According to now available information, by February 9, 2020 alarm bells had rung at the RIVM. A “response team” had reportedly been set up to estimate the number of casualties and consequences of the pandemic in the Netherlands. It classified a nCoV (new coronavirus) “epidemic” as “a serious to a catastrophic” threat to public safety. One researcher emailed to his superiors, warning them of a “catastrophic” scenario with well over 10,000 deaths and “a disruption to society.”

Nonetheless, the Dutch government was among the most obstinate in Europe in opposing public health measures to halt the spread of the virus.

In this context, the case of 52-year-old ambulance nurse, Lenny Wagemans, has attracted media coverage. On February 19, Lenny told RTL Nieuws that she was exposed to COVID-19 in March 2020 during an ambulance ride along with two of her colleagues. She helped a man struggling with shortness of breath, not even wearing a face mask because it was “not yet” standard procedure at that point in the pandemic, she explained. The Netherlands was one of the last European countries to introduce mitigation measures to limit the spread of COVID-19.

Now, at least five more Dutch health care workers are suing to hold their employers accountable for emotional and financial damage caused by infection at the workplace and the effects of Long COVID. This comes as tens of thousands of public health care workers internationally are walking out and striking, most recently in Turkey, Sri Lanka and Australia.

In New South Wales (NSW), Australia’s most populous state, nurses and midwives are opposing longstanding staff shortages, declining pay and intolerable working conditions worsened by the coronavirus pandemic. In New Zealand, after 10,000 allied public health care workers voted overwhelmingly for a two-day, 24-hour strike, an “extraordinary” last-minute ruling by the New Zealand’s Employment Court banned the strike, declaring any strike activity to be illegal.

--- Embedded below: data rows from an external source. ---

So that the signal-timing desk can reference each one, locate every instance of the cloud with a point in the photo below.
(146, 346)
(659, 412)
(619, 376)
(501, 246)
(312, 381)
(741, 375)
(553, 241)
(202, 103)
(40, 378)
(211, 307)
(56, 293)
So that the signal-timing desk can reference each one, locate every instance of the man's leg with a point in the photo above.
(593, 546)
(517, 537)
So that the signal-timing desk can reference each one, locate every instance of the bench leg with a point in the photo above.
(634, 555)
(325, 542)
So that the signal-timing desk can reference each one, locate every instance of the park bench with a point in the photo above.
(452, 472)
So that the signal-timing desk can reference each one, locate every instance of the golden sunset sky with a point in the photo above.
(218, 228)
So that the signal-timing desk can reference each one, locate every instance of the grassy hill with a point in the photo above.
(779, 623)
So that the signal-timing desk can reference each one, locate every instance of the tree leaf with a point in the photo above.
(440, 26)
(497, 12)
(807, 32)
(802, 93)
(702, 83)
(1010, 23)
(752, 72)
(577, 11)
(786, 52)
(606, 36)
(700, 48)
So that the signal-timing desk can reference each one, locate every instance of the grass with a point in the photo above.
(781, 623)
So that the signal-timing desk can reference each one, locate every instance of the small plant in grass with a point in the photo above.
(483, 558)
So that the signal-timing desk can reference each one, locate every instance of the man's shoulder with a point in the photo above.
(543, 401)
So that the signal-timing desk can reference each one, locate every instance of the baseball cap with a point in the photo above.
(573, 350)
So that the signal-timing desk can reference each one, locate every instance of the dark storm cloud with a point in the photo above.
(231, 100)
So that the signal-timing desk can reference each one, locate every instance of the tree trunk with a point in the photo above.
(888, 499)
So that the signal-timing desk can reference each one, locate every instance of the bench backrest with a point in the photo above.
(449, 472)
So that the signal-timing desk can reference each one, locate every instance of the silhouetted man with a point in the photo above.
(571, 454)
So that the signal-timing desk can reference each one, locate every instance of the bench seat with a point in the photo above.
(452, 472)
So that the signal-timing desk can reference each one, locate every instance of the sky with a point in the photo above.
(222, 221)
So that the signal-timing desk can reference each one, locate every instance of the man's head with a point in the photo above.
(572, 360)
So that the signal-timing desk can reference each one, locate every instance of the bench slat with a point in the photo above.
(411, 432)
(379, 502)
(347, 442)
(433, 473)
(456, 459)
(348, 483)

In Turkey, doctors held a nationwide strike this month after a national health care strike in February, as inflation has slashed their salaries, and official indifference to mass infection claims hundreds of thousands of lives in Turkey.

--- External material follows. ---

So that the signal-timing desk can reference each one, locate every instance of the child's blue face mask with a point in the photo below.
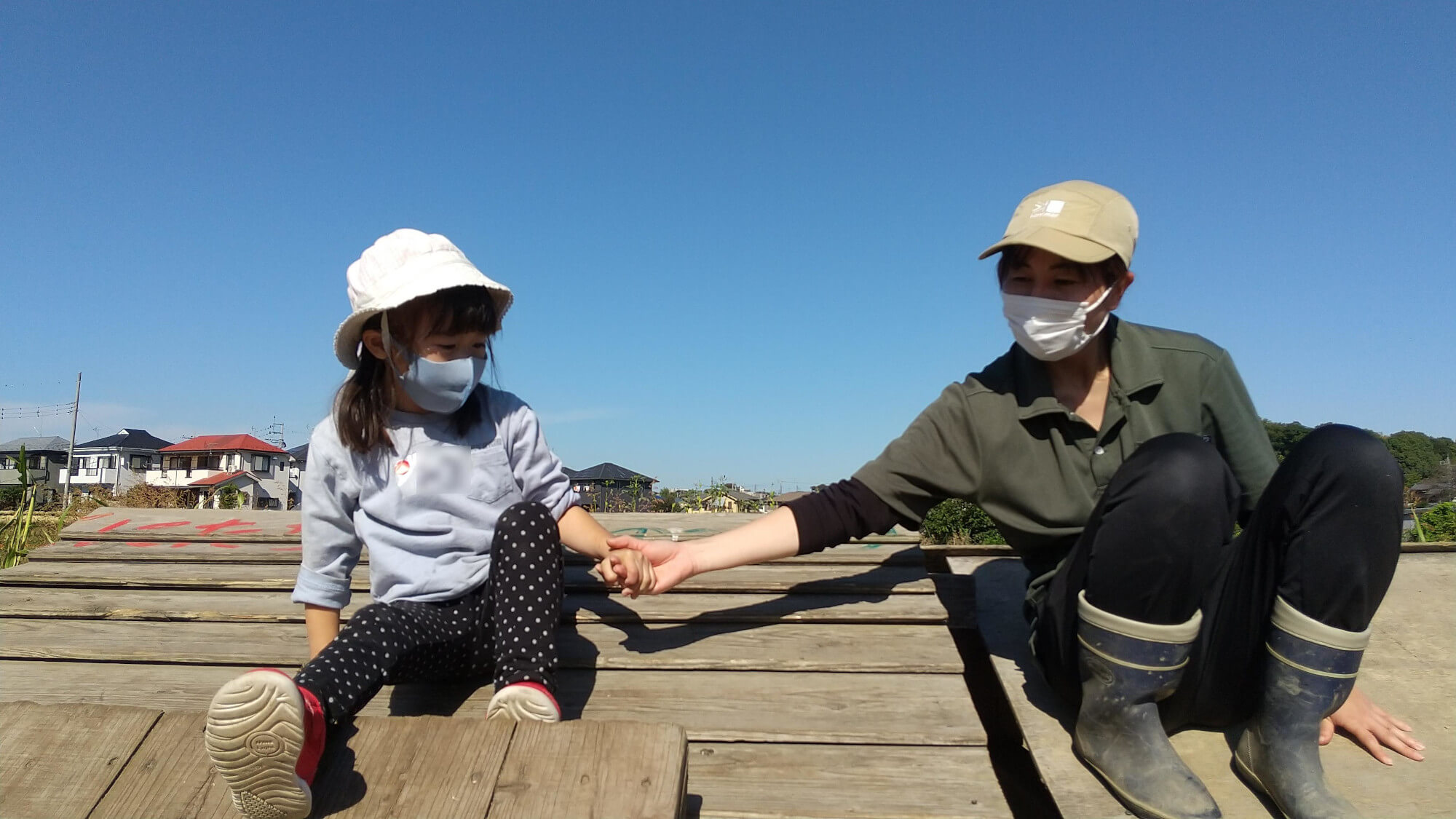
(439, 387)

In Sri Lanka, nurses, paramedics, public health inspectors, medical laboratory technologists and pharmacists are waging a national strike with urgent demands, despite its government’s strike ban. Their demands include the rectification of salary anomalies, higher transport and on-call duty allowances, increased overtime rates and improved promotion procedures.

Around the world, union bureaucracies that have played a key role in enforcing state policies and block working class opposition to the politically criminal policies of capitalist governments that are now moving to derail and sabotage health strikes.

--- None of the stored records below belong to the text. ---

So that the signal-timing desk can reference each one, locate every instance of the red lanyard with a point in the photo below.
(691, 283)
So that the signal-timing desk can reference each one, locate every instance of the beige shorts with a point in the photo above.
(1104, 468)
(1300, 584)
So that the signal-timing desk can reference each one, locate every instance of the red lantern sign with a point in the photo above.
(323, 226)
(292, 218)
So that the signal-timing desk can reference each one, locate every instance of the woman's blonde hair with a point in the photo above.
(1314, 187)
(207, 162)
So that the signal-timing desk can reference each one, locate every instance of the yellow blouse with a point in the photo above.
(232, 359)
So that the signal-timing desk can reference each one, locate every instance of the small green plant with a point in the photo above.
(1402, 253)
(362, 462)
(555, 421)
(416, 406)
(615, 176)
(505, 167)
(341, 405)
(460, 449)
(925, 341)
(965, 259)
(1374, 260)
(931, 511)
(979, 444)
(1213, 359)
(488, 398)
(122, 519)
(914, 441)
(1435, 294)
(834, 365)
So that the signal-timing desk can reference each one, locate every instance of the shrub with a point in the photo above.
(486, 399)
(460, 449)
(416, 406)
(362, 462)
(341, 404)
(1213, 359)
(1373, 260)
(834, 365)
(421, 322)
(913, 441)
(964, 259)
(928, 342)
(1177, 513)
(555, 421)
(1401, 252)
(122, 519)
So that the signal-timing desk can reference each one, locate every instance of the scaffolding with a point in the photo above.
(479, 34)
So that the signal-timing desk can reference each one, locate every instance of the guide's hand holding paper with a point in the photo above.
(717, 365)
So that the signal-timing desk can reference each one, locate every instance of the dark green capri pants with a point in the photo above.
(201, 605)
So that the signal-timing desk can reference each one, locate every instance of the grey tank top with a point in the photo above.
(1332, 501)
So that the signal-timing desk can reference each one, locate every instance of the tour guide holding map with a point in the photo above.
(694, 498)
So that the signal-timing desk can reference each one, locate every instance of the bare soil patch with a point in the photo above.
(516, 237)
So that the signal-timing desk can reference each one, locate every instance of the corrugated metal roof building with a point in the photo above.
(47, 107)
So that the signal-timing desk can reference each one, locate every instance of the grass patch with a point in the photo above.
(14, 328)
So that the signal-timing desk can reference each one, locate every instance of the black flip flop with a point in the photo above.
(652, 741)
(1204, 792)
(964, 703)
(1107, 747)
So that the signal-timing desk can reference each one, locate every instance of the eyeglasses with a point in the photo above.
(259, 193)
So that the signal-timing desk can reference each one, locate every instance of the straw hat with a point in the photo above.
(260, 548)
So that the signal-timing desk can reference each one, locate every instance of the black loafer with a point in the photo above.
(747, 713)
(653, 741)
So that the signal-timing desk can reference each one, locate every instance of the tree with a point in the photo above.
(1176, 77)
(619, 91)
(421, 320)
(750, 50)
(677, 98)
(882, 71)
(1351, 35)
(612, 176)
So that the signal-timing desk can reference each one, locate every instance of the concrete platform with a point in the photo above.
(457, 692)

In the Netherlands, the largest trade union confederation, the Federation of Dutch Unions (FNV), is working hand in hand with the Dutch ruling class and political establishment in imposing austerity, downplaying the risk and human cost of the pandemic and selling out health strikes. These strikes have attracted growing attention since the first ever nationwide strike in 2019.

According to FNV sources themselves, by January 2022 alone, over 500 health care workers were facing the loss of their jobs due to Long COVID. According to another union source, at least 1,850 health care workers have contacted an FNV hotline for this issue that was opened in December 2021.

The union has claimed that health care workers are suing the state and criticizing top officials “to point out their role and responsibility.”

In reality, workers in health care and other industries aim to hold state officials implicated in right-wing herd immunity policies legally, financially and politically accountable. The policy of “living and working with the virus,” which has claimed nearly 2 million lives across Europe, has hit no part of the working class harder than health care workers.